The Revolutionary War lasted for eight long slaughtering
years. Over two hundred thousand men between the ages of
sixteen and twenty-five answered the call in the War for
Independence and stood to.
Stood to when that often meant death.
Approximately 4,400 young men were killed in combat—by
a musket ball, exploding artillery, grapeshot from a cannon,
or a steel bayonet shoved through their bodies.
Disease accounts for another thirty to fifty thousand losses.
Although it is difficult to determine accurately the number
of wounded men who subsequently died of infection,
estimates put the figure between fifteen and thirty
thousand. Open wounds were bathed with dirty sponges
kept in pails of filthy, bloody water. Surgeons went days
between washing their hands or instruments. Most of the
wounded, seething with dirt, bacteria and infection, were
sent home to die months later, well past any documented
casualty roll.
The total figure might be on the order of sixty thousand
deaths.
Although accurate records of the wounded never existed,
the figure is generally thought to be about four wounded for
every man who died on the battlefield or died of disease in
the camps.
Back then, however, most of the wounded did not live, and
so the proportion was more like two wounded for every man
killed.
That puts the total casualty figure, conservatively, at a
staggering 100,000 to 110,000. Out of just over 200,000
men who fought, at least half of them died.
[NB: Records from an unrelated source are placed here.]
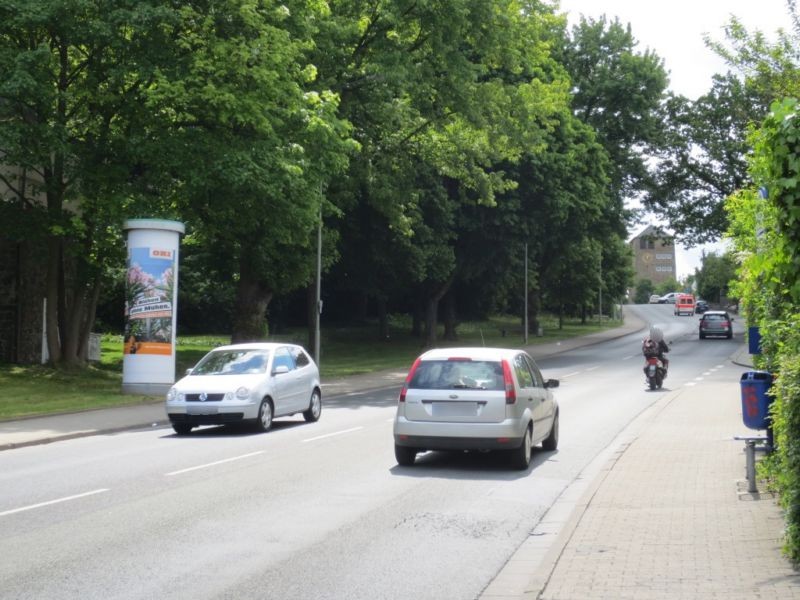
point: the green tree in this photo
(252, 144)
(714, 276)
(71, 110)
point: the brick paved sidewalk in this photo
(669, 516)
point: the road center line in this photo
(49, 502)
(320, 437)
(216, 462)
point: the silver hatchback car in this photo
(246, 383)
(475, 399)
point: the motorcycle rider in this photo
(654, 345)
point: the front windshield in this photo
(233, 362)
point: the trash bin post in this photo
(750, 452)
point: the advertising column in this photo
(151, 298)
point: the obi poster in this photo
(149, 301)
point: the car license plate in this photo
(201, 410)
(455, 409)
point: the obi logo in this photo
(162, 254)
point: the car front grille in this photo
(208, 397)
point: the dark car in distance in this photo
(716, 323)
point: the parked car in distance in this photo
(246, 383)
(716, 323)
(668, 298)
(684, 305)
(475, 399)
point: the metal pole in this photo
(750, 451)
(525, 322)
(319, 288)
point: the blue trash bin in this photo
(755, 399)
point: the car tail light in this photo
(508, 383)
(407, 381)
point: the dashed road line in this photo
(320, 437)
(56, 501)
(212, 464)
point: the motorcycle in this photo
(654, 371)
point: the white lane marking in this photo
(320, 437)
(216, 462)
(49, 502)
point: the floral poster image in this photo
(149, 295)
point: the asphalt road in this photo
(311, 510)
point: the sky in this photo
(674, 30)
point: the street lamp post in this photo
(318, 304)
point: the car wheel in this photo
(405, 456)
(521, 457)
(550, 443)
(265, 412)
(314, 407)
(182, 428)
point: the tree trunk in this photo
(311, 316)
(51, 310)
(432, 312)
(416, 323)
(250, 309)
(450, 318)
(383, 318)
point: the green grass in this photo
(39, 390)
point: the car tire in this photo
(521, 457)
(550, 443)
(182, 428)
(405, 456)
(314, 407)
(265, 414)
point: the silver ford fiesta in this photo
(475, 399)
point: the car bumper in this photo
(459, 436)
(207, 413)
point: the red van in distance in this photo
(684, 305)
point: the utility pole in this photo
(525, 320)
(318, 305)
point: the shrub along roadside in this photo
(39, 390)
(765, 230)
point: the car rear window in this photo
(458, 374)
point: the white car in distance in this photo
(246, 383)
(475, 399)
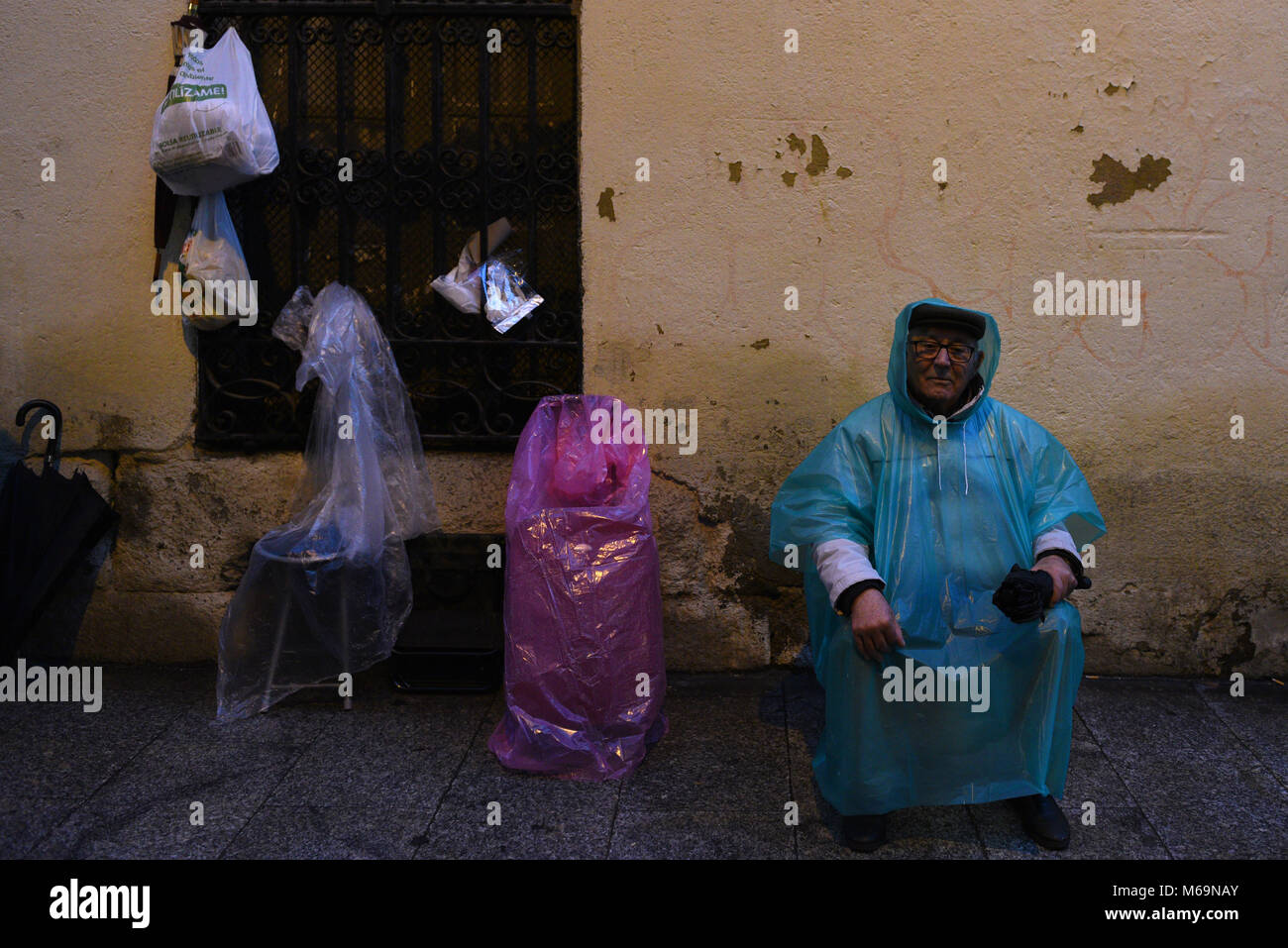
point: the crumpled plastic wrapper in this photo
(506, 294)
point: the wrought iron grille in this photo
(445, 137)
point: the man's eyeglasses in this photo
(928, 350)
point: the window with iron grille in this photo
(445, 137)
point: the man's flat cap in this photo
(936, 314)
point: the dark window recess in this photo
(445, 138)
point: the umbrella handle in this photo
(54, 447)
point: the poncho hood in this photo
(898, 372)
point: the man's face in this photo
(938, 382)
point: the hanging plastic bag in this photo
(213, 256)
(211, 130)
(463, 286)
(506, 295)
(329, 591)
(584, 668)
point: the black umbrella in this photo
(48, 526)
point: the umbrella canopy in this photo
(48, 526)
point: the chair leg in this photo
(344, 644)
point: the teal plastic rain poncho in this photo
(943, 519)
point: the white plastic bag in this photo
(463, 287)
(213, 256)
(211, 130)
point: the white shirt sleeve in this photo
(1055, 539)
(841, 563)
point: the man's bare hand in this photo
(1061, 576)
(874, 625)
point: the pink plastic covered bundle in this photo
(584, 668)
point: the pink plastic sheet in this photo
(584, 669)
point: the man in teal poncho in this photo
(906, 520)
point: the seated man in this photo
(906, 519)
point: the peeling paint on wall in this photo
(818, 156)
(605, 204)
(1120, 184)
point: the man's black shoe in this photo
(863, 833)
(1043, 820)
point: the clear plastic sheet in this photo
(329, 591)
(944, 520)
(211, 130)
(584, 669)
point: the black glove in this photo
(1024, 594)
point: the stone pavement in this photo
(1176, 769)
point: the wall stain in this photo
(605, 204)
(112, 429)
(1120, 184)
(818, 156)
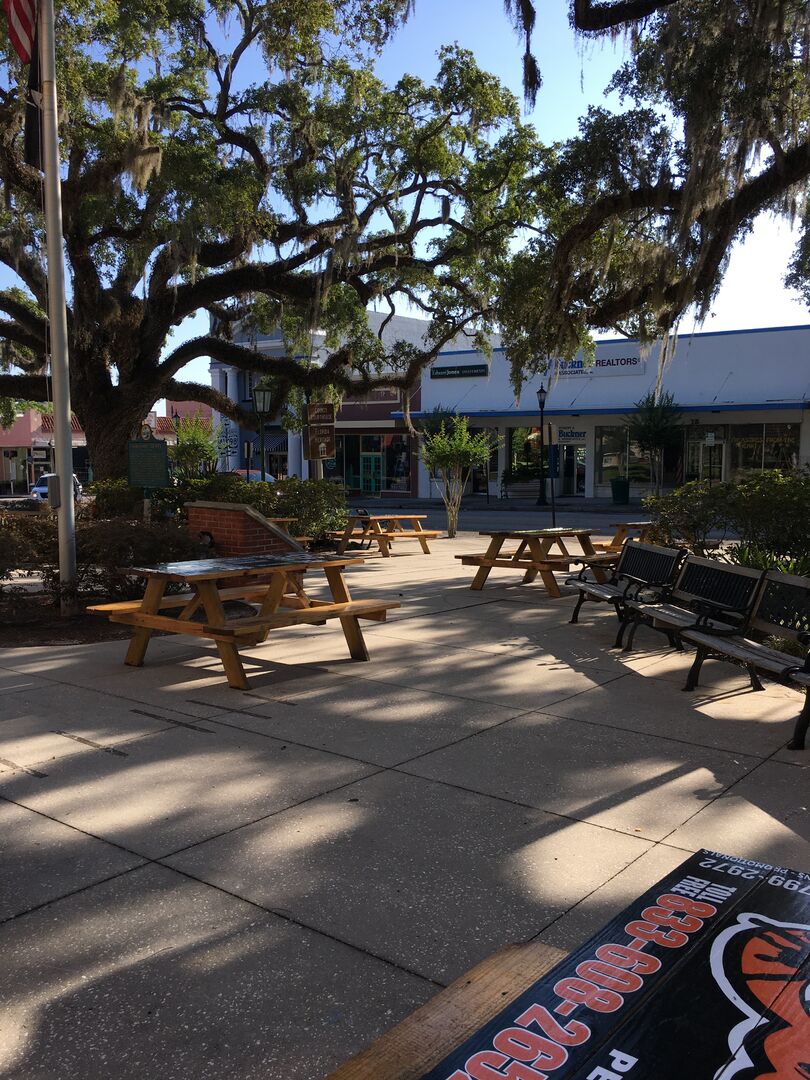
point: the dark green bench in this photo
(706, 595)
(640, 567)
(782, 609)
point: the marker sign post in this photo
(319, 436)
(147, 464)
(706, 975)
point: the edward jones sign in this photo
(603, 365)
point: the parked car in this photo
(252, 475)
(40, 488)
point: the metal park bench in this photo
(782, 610)
(640, 567)
(707, 595)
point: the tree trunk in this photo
(108, 433)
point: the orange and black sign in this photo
(706, 976)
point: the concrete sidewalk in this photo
(202, 882)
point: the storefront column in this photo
(502, 455)
(805, 439)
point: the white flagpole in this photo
(56, 309)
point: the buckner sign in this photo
(603, 365)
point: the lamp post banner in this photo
(706, 975)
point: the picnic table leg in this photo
(349, 623)
(342, 543)
(495, 545)
(382, 541)
(588, 549)
(150, 605)
(228, 652)
(422, 540)
(539, 551)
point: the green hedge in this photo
(768, 513)
(319, 505)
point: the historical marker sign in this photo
(705, 975)
(147, 461)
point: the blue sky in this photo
(575, 75)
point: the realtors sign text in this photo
(603, 365)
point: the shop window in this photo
(757, 446)
(781, 446)
(611, 454)
(524, 454)
(396, 451)
(745, 447)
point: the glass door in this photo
(574, 468)
(370, 473)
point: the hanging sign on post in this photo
(319, 435)
(321, 413)
(320, 441)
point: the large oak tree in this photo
(642, 208)
(240, 158)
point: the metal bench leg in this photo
(693, 676)
(802, 721)
(624, 622)
(755, 684)
(631, 635)
(579, 604)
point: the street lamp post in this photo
(541, 394)
(261, 405)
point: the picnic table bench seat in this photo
(782, 610)
(383, 529)
(706, 595)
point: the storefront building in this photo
(743, 397)
(375, 455)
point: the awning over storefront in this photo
(617, 409)
(275, 442)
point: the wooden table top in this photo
(387, 517)
(202, 569)
(529, 534)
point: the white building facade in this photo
(743, 395)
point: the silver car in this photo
(40, 488)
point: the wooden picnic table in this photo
(534, 555)
(622, 531)
(274, 583)
(383, 529)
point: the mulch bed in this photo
(34, 620)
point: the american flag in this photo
(22, 16)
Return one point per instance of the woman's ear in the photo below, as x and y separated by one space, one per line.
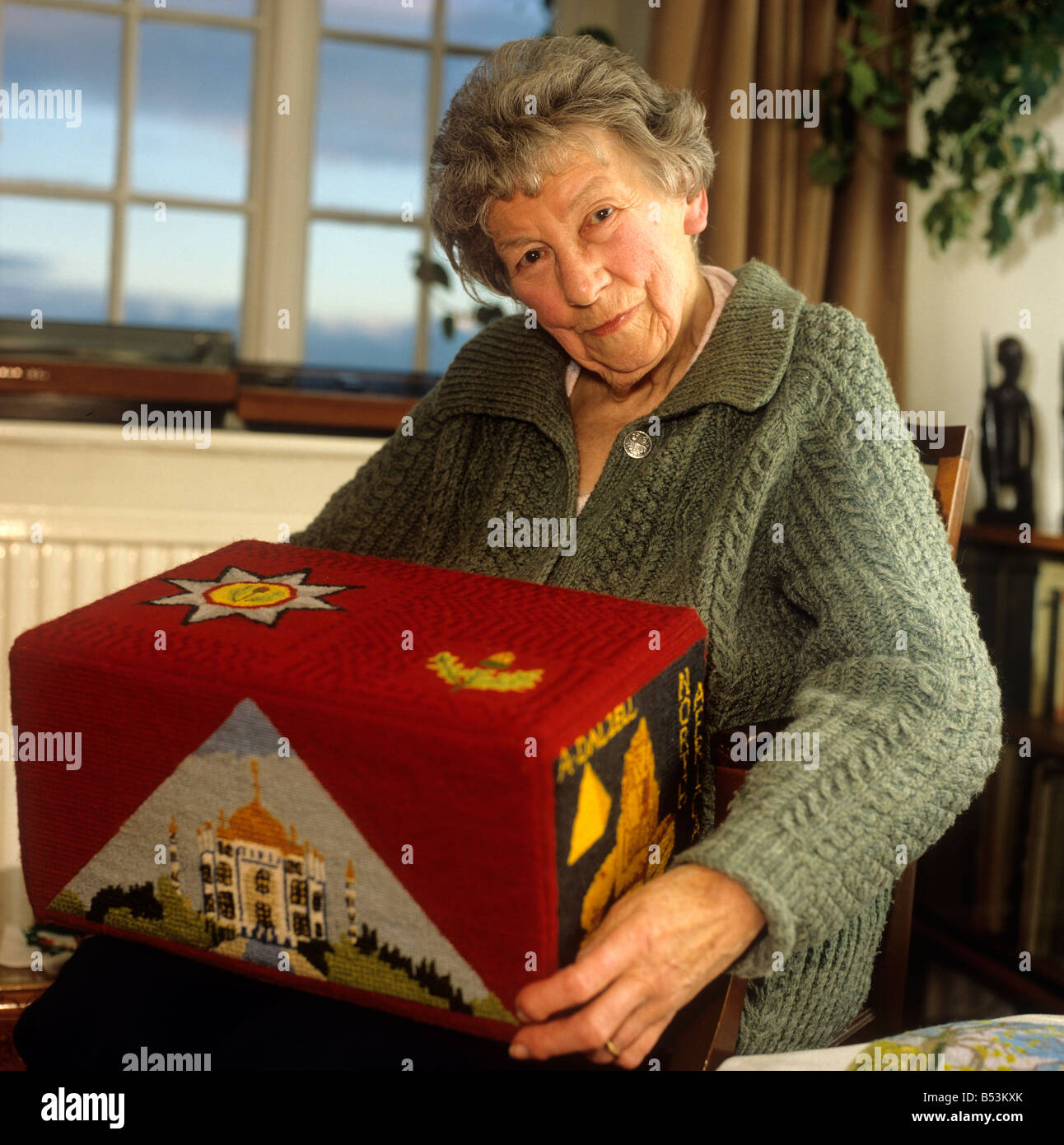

In the eastern colonies, whole towns were denuded of young
men; they sent their sons and fathers and husbands off and
never saw them again, not even to bury them.
The men fighting, and dying, in the War for Independence
were, for the most part, average young workingmen with
little or no military training. They were fighting the most
powerful nation on earth. And they suffered those
horrendous casualty rates for an appalling eight years. That
these young men and boys stood to as they did, in the face
of withering odds, and actually won and created a new
country with their blood, is nothing short of astonishing.